Cette neutralité assumée ne signifie pas indifférence. Bien au contraire, les membres de l’association cherchent à intégrer une meilleure compréhension des réalités historiques et géographiques dans leurs actions. En abordant les dynamiques complexes des frontières arméniennes à travers le prisme des cartes et des récits de Rouben Galichian, la conférence a permis au public d’élargir sa vision des défis que rencontrent aujourd’hui les régions frontalières.

L’événement s’est également révélé être une source d’inspiration pour celles qui soutiennent activement les communautés vivant en première ligne des tensions géopolitiques. « Nous travaillons pour renforcer la résilience de ces villages, car leurs habitants sont les premiers gardiens de nos frontières », a expliqué Madame Kasabyan lors de l’interview.
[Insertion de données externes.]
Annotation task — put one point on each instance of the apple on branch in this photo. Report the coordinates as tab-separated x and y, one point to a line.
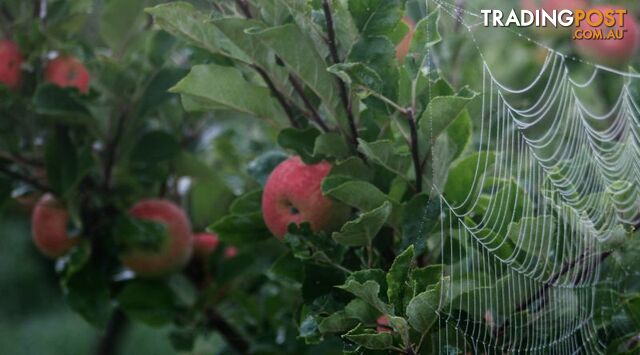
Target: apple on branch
293	194
176	248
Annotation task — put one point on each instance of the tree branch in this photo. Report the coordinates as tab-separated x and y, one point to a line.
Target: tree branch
342	87
297	86
112	148
281	99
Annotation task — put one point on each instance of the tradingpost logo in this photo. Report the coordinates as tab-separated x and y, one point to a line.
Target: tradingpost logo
593	24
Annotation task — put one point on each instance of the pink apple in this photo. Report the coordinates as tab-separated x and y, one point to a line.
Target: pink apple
67	71
204	244
175	251
293	194
49	223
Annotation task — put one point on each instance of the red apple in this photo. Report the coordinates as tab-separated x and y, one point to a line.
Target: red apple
293	194
49	227
10	62
67	71
383	324
175	251
403	47
204	244
612	52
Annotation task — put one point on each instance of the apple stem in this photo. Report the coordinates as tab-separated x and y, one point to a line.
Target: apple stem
315	116
415	151
342	87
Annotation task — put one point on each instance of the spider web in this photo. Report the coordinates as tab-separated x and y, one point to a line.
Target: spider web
553	180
Comprendre les contextes historiques, comme les modifications de frontières sous l’Union soviétique ou les périodes de domination étrangère, permet aux membres de l’association d’ancrer leur engagement dans une vision plus large.

La conférence a aussi mis en lumière l’importance de l’histoire comme outil de sensibilisation auprès des membres expatriées d’IWAY. Beaucoup d’entre elles, nouvellement arrivées en Arménie ou peu familières avec son passé complexe, ont trouvé dans cette présentation une occasion de renforcer leur lien avec le pays. « Cela nous aide à comprendre pourquoi nos projets aux frontières sont si cruciaux », a ajouté une participante.

 

En fin de compte, cette conférence a rappelé à chacun que l’histoire, même dans sa neutralité, peut être un moteur d’action. Elle permet d’établir un pont entre la connaissance et l’impact concret, renforçant la mission d’IWAY : protéger et soutenir non seulement les communautés aux frontières, mais également le riche patrimoine arménien qu’elles incarnent. En mêlant érudition et engagement, cet événement a rappelé l’importance de préserver non seulement les terres, mais aussi l’identité et l’histoire qu’elles incarnent.